El activo económico y social más importante de un país está constituido por sus gentes, las habilidades y conocimientos de las mismas. La agrupación de las gentes en ciudades suele ser considerada como un incremento del activo anterior.

Desde la pionera Jane Jacobs, hoy, nadie duda que las ciudades constituyen la riqueza de las naciones, en paráfrasis feliz del padre fundador de la ciencia económica, Adam Smith. La economía académica de la reaganomics ha tenido que rendirse a la evidencia. El espacio urbano era algo más que el espacio del consumo. Por si faltaba alguna evidencia, el 11 de setiembre, tan fatídico como tantos otros 11 de setiembre, recuperaba la necesidad del espacio urbano por antonomasia, en su reconstrucción para casi todo, incluido el estado de ánimo de inversores.

La ciudad estructura el país, como gusta decir en nuestro entorno, vertebra, o contribuye a vertebrar los espacios regionales. En Europa ha sido pauta a lo largo de siglos. A lo que se me alcanza no ha habido otra forma de hacerlo, de las ciudades-estado a los estados-ciudad. La desaparición más o menos efectiva de las fronteras de los estados nacionales, ha significado en gran medida la recuperación del papel de las ciudades.

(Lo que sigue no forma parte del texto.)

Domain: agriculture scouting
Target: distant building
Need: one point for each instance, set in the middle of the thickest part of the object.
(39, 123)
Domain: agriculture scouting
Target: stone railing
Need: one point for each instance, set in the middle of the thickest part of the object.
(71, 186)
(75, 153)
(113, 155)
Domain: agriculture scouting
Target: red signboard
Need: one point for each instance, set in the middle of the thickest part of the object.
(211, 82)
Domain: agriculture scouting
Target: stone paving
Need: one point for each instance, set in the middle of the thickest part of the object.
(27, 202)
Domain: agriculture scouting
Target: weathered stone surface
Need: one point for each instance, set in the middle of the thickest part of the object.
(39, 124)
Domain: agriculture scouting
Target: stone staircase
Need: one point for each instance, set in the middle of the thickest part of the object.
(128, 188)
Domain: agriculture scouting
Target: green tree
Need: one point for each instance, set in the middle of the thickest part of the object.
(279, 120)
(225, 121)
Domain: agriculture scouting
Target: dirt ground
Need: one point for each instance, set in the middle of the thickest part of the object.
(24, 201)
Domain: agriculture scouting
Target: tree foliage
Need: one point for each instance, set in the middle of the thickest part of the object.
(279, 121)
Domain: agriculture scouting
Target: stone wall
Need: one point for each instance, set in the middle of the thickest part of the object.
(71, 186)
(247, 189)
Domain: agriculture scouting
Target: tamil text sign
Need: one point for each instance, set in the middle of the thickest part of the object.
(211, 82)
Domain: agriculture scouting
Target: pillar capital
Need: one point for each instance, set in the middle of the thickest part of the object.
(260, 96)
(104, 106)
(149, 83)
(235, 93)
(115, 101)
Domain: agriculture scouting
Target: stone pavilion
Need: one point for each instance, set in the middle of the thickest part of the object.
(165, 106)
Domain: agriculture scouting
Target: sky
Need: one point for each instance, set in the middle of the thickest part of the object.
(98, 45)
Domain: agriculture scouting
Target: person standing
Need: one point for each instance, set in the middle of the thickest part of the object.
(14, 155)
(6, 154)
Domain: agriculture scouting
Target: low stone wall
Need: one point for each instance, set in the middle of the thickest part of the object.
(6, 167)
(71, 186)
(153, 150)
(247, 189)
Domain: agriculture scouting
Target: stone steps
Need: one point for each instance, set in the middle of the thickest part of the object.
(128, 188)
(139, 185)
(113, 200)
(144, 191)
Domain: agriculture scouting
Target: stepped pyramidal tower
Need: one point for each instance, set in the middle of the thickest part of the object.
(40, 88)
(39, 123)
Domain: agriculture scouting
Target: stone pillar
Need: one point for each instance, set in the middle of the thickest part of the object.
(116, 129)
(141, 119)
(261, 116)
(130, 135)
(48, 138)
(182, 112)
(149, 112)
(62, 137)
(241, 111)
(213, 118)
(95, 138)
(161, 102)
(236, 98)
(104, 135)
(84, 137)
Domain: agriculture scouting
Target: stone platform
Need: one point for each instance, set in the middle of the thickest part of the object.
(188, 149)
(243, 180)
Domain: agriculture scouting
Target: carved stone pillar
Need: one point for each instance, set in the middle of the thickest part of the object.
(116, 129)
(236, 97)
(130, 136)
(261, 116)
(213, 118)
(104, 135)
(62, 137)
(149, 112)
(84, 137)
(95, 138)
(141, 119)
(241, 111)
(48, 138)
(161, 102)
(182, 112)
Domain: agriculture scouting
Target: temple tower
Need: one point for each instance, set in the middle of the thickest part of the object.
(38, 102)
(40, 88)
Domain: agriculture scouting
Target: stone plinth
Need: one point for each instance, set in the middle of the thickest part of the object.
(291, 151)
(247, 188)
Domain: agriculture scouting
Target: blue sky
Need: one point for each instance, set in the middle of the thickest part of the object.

Un papel singular, si se quiere, pero bien enraizado en la tradición urbana de nuestras sociedades. Baluarte de las libertades, desde la económica a la más estricta, espacio en el que siempre es posible la integración de la diferencia, y a la vez lugar en que se pueden desplegar las iniciativas, los cambios: de ideas, de tecnologías.

Hacer ciudad es hacer país, por retomar alguna de las viejas iniciativas del siglo pasado, que continúan actuales, en la medida misma que se ha perdido un tiempo precioso para articular las políticas, las ofertas políticas, a la realidad.

Estos tiempos han sido de competencia. Las ciudades compiten entre sí, en una especie de oligopolio, en el que la capacidad de articular, de innovar, constituyen el mayor de los aciertos, y la pereza y la autocomplacencia el peor de los defectos.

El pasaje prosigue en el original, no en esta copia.